Accidentally defeating MySQL’s query cache

I just learned some neat things about MySQL’s query optimizer, including a bit about how MySQL 4.0.1 (and later) caches queries and result sets. When the query cache is enabled (which it is by default on Fedora Core 3), and you present MySQL with a SELECT query, it consults the cache before preparing or analyzing the query. On finding a match, the cached result from the prior execution of the query is returned.

The cache is actually keyed by the MD5 hash of the full query, including whitespace and comments. In most applications, queries are effectively static. Even when queries are generated dynamically, an identical query string is regenerated each time one is requested. In these cases, hashing the full query isn’t a problem. Same query, same hash.
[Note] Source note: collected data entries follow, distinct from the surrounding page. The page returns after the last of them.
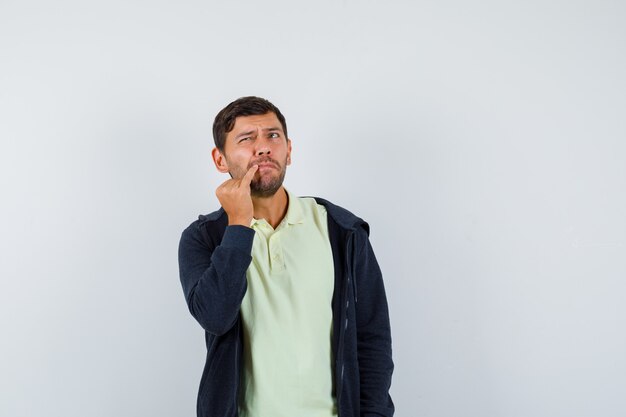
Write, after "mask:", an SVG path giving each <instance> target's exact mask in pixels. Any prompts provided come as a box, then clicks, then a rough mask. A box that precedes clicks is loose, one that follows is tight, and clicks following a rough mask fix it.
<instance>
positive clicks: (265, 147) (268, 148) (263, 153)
mask: <svg viewBox="0 0 626 417" xmlns="http://www.w3.org/2000/svg"><path fill="white" fill-rule="evenodd" d="M259 136H261V135H259ZM270 153H271V150H270V145H269V143H268V141H267V140H266V139H258V140H257V141H256V150H255V155H256V156H263V155H269V154H270Z"/></svg>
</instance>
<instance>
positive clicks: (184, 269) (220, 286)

But consider the application that’s grown over time to where no one developer has a good grasp of data access patterns. When slow performance demands attention, you will have to reconstruct a model of data access patterns, because the story very likely changed while you were paying attention elsewhere. Histograms of query counts and executions times are useful. To account for the same query being issued from different parts of the application, it’s common to instrument the query by adding a comment. For example,

SELECT /* summary view */ COUNT(*) FROM widgets;

Comments have the additional benefit of being visible when you notice that the server is crawling and ask MySQL to show you which queries are currently executing.

But if you start to inject dynamic information (e.g., timestamps and process id) into the comments, the “same” query may hash differently, and the benefit of having a query cache is lost. For no readily apparent reason, things just run a bit slower.

For more on query caching (including how to defeat it intentionally, and why), see the MySQL documentation, or chapter 5 in High Performance MySQL.